Colombia’s Road Networks and 4G

International investment in infrastructure is improving logistics in Colombia, a country whose challenging geography has left areas of economic potential off the map.

In April 2018, President Juan Manuel Santos inaugurated a 26-kilometer section of a road project designed to connect Medellí­n, the Coffee region, and the Pacific.

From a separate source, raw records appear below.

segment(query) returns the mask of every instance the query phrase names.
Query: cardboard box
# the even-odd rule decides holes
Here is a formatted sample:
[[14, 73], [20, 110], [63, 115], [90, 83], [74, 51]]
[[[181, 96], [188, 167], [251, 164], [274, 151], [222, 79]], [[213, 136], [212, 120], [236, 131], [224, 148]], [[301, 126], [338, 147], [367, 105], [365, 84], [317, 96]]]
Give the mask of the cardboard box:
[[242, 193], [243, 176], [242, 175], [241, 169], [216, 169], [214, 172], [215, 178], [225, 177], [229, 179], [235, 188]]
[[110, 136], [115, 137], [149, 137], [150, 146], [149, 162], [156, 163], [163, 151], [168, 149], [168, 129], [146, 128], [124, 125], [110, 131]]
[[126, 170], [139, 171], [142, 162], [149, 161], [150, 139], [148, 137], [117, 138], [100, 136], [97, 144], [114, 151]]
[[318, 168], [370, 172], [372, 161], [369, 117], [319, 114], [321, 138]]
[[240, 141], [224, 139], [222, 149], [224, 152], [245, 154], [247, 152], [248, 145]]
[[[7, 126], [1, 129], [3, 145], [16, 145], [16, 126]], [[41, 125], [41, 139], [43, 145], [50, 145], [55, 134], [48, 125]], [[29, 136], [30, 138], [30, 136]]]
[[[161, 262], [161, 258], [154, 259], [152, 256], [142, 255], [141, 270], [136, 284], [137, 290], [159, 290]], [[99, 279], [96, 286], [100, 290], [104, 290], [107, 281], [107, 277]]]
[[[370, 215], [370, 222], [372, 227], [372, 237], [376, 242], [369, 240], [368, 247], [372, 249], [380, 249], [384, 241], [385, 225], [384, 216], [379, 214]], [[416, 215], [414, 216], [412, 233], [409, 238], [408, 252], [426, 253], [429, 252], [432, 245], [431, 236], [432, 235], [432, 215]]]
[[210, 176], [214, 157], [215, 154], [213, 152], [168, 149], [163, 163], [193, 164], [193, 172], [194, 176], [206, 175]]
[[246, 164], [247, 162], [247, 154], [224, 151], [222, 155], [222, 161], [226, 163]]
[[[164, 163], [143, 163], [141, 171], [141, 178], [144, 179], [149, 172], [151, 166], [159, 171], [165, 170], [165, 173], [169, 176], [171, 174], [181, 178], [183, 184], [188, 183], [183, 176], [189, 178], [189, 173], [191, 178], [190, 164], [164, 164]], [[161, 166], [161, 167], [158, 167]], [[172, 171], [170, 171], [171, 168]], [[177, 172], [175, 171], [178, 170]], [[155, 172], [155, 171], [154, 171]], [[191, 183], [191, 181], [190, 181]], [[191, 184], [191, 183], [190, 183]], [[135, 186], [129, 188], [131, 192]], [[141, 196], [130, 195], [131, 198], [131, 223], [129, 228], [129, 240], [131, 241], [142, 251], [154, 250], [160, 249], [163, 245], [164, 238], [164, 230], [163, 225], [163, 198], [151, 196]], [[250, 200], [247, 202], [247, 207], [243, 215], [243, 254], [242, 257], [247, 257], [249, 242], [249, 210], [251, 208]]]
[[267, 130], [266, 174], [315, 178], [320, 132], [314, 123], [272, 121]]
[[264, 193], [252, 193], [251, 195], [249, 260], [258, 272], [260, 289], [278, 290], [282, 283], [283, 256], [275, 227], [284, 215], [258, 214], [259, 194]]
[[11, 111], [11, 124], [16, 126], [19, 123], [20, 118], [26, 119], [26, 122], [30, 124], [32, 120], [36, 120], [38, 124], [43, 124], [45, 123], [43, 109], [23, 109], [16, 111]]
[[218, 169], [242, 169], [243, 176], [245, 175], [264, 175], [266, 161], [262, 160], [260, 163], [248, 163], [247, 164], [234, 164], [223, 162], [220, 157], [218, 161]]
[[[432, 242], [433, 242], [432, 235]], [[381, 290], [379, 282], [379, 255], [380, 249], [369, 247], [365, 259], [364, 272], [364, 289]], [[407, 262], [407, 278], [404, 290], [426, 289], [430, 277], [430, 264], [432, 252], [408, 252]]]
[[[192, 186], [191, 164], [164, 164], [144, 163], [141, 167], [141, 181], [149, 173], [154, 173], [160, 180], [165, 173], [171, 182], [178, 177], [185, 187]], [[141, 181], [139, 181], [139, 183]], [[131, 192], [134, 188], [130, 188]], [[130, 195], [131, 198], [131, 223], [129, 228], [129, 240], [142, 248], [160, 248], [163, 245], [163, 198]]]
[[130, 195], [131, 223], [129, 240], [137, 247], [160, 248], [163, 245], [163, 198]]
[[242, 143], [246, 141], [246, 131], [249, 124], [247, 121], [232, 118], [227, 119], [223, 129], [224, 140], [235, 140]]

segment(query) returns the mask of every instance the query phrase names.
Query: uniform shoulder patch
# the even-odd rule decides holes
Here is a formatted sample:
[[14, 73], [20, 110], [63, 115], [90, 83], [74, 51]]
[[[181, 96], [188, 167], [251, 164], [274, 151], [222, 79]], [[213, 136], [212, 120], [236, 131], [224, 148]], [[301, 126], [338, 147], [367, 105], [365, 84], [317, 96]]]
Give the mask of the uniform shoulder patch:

It was one piece of a larger puzzle that makes up the 4th Generation Roads Concession (4G), a USD18 billion plan for improving national infrastructure and attracting more private investment to developing Colombia’s roads.

Despite being launched amid the Odebrecht scandal in Brazil, the 4G program remains on track.

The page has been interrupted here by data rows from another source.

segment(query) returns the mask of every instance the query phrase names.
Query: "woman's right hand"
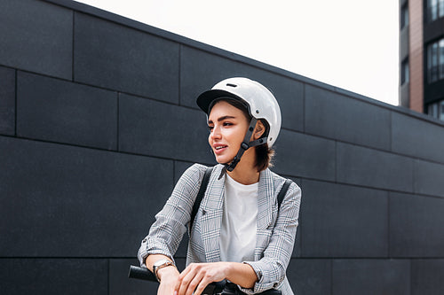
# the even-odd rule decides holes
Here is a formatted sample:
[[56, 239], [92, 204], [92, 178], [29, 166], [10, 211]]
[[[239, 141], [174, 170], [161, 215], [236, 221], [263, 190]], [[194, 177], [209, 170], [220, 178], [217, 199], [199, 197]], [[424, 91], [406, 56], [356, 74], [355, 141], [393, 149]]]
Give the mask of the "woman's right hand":
[[174, 266], [166, 267], [157, 271], [157, 276], [161, 280], [157, 295], [175, 295], [174, 288], [178, 283], [178, 270]]

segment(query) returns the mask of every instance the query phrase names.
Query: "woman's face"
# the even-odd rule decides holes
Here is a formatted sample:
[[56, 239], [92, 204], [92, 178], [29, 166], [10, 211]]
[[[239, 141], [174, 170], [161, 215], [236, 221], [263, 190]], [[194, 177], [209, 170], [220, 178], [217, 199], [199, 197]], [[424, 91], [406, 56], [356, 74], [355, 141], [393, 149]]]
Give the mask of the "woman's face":
[[226, 101], [214, 105], [208, 117], [208, 142], [220, 164], [230, 163], [241, 148], [250, 122], [242, 111]]

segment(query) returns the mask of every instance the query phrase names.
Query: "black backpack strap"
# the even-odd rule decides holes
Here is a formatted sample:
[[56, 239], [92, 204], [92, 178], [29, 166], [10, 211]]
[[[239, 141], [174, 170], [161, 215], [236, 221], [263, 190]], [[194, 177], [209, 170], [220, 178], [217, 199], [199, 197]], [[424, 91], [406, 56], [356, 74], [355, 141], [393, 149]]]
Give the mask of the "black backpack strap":
[[194, 200], [194, 205], [193, 206], [193, 211], [191, 212], [190, 218], [190, 232], [193, 228], [193, 223], [194, 222], [195, 215], [197, 214], [197, 211], [199, 211], [199, 207], [201, 206], [202, 199], [203, 198], [203, 195], [205, 194], [205, 190], [207, 190], [208, 182], [210, 181], [210, 176], [211, 176], [211, 172], [213, 170], [212, 167], [207, 167], [205, 170], [205, 174], [203, 175], [203, 178], [202, 180], [201, 187], [199, 189], [199, 192]]
[[289, 190], [289, 187], [291, 184], [291, 181], [289, 179], [286, 179], [285, 182], [282, 185], [282, 188], [281, 189], [281, 191], [279, 192], [279, 195], [277, 197], [278, 200], [278, 211], [281, 209], [281, 204], [282, 203], [283, 198], [287, 194], [287, 190]]

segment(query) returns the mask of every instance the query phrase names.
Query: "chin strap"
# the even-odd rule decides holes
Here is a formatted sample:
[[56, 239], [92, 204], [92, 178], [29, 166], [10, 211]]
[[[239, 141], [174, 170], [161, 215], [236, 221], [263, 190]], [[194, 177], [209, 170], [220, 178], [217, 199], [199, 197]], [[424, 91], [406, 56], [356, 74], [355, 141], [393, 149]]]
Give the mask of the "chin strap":
[[250, 138], [251, 138], [251, 135], [254, 132], [254, 128], [256, 127], [256, 123], [258, 122], [258, 119], [256, 118], [251, 118], [251, 120], [250, 121], [250, 126], [247, 130], [247, 133], [245, 134], [245, 137], [243, 137], [243, 142], [241, 144], [241, 148], [237, 151], [237, 154], [235, 155], [234, 159], [231, 161], [231, 163], [226, 163], [224, 164], [224, 168], [222, 169], [222, 172], [220, 173], [219, 179], [222, 177], [222, 175], [226, 172], [226, 171], [233, 171], [234, 167], [237, 166], [237, 163], [241, 160], [242, 156], [250, 147], [263, 144], [266, 143], [266, 137], [259, 138], [257, 140], [254, 140], [252, 142], [250, 141]]

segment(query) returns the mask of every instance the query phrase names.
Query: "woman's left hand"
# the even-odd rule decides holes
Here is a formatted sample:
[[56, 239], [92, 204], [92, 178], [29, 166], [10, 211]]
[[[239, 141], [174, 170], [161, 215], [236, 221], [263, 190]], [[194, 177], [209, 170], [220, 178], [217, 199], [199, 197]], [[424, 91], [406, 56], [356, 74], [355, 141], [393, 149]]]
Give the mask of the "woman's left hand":
[[178, 276], [176, 291], [178, 295], [201, 295], [212, 282], [219, 282], [228, 276], [230, 262], [192, 263]]

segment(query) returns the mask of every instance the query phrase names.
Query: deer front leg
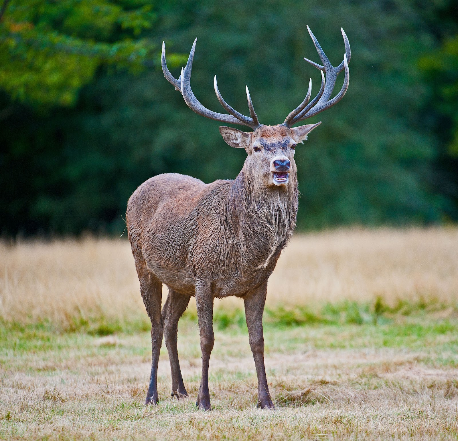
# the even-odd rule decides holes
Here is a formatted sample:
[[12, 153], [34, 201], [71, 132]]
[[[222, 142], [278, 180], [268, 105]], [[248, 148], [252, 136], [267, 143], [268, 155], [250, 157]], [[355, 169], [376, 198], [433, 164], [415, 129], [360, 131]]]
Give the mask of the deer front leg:
[[208, 365], [215, 342], [213, 333], [213, 293], [210, 286], [210, 284], [205, 284], [196, 287], [196, 305], [202, 352], [202, 378], [196, 405], [204, 410], [210, 410], [212, 408], [208, 390]]
[[146, 264], [141, 256], [136, 257], [135, 265], [140, 282], [142, 297], [151, 321], [151, 373], [145, 401], [145, 403], [147, 406], [159, 402], [157, 387], [158, 364], [164, 333], [161, 321], [162, 283], [154, 274], [148, 273]]
[[169, 296], [162, 309], [164, 337], [172, 371], [172, 396], [176, 397], [179, 400], [181, 397], [187, 396], [188, 393], [183, 382], [178, 360], [177, 347], [178, 321], [187, 307], [190, 298], [189, 296], [180, 294], [169, 289]]
[[266, 303], [267, 282], [244, 298], [245, 318], [248, 328], [250, 346], [256, 366], [258, 380], [258, 407], [274, 409], [275, 407], [269, 393], [264, 364], [264, 332], [262, 314]]

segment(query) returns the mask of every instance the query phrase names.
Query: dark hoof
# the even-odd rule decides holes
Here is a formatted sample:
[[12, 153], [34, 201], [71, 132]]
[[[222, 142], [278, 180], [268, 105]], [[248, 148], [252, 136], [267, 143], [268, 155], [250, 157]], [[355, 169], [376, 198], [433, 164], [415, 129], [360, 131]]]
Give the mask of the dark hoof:
[[159, 397], [157, 393], [153, 394], [151, 396], [149, 395], [146, 396], [146, 399], [145, 400], [145, 406], [154, 406], [159, 403]]
[[186, 398], [188, 396], [188, 393], [185, 390], [183, 392], [176, 392], [174, 391], [172, 391], [172, 393], [170, 394], [172, 398], [174, 397], [176, 397], [177, 399], [179, 401], [180, 398]]
[[211, 410], [212, 406], [210, 404], [210, 397], [204, 398], [198, 398], [196, 402], [196, 405], [199, 409], [202, 410]]
[[270, 397], [266, 398], [261, 398], [258, 401], [258, 407], [261, 409], [274, 409], [275, 406], [273, 405], [272, 400]]

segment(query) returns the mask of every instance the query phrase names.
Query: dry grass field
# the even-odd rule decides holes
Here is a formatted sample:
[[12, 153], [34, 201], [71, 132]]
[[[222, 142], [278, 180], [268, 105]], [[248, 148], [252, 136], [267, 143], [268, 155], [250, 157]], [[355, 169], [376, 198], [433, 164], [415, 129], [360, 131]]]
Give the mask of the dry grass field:
[[267, 299], [276, 410], [256, 408], [238, 299], [215, 304], [213, 410], [194, 404], [193, 301], [178, 343], [190, 398], [170, 398], [163, 347], [160, 402], [145, 408], [148, 324], [128, 243], [0, 245], [0, 439], [458, 438], [458, 229], [298, 235]]

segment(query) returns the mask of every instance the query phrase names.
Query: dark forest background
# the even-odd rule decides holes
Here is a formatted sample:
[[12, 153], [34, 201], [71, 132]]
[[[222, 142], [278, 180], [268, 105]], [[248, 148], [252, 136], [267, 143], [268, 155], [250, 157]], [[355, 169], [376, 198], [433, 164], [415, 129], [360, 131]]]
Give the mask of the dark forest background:
[[[197, 38], [191, 84], [263, 124], [303, 99], [344, 28], [348, 91], [298, 146], [298, 226], [458, 220], [458, 3], [455, 0], [4, 0], [0, 10], [0, 235], [120, 235], [127, 199], [174, 172], [233, 178], [245, 160], [164, 79]], [[338, 83], [336, 89], [340, 88]]]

Concerns over potential corruption, which slowed construction down to a halt in 2017, have already pushed the 2021 4G completion date back two years or more.

However, Colombian policymakers have been quick to respond with new legislation that protects all entities investing in Colombia’s roads, should contractors or other shareholders be compromised at a later date.

Nevertheless, investor activity has fully resumed in 2018, and is increasing as time goes on.

The government has awarded 30 highway concessions under the project, with 14 of them already in financing.

Two of these projects, which will require an investment of USD600 million in total, recently entered the planning and development stage, with international participants from Spain, Austria, South Korea, Costa Rica, and Israel on board.

Chinese investors are also among the most recent parties interested in obtaining a part of the multi-billion-dollar pie.

To date, Colombia has secured funding of USD6.7 billion toward the 4G program.

Although more than 1,000km of double-lane highways were added to Colombia’s growing road network between 2010 and 2017, public investment in infrastructure only stands at 1.3% of GDP, affecting Colombia’s rank in Latin American indices.

In terms of worldwide rankings, Colombia came in at the 103rd position out of 140 countries in terms of business environment and infrastructure, and 130th out of 140 for transportation infrastructure, according to the World Economic Forum.

S&P has expressed concern about the pace of infrastructure projects, noting that upcoming 2018 elections may also present setbacks in achieving goals set out by the Santos administration.

Still, bottlenecks in the transportation network continue to be one of the main constraints to economic growth, especially in rural areas, and presidential candidates will be expected to describe their plans for tackling the issue in the run-up to the elections.

It is primarily the cost of transport that has been a challenge to doing business in Colombia.

In addition, there are vast agricultural areas of the country that remain underutilized due to a lack of road network connectivity.

Linking the 65% of unused farmland with the national road network could be what Colombia needs to not only lift underperforming areas into economic prosperity, while simultaneously becoming a breadbasket for the region.

According to a World Bank analysis, the key factors for the success of future road projects will be “reasonable timelines, quality control, more careful selection of technically-viable projects as PPPs, coordination through multi-stakeholder steering committees, and global promotion.” It is, however, clear that a platform for investing in and improving Colombia’s transport sector has been created and is already taking root.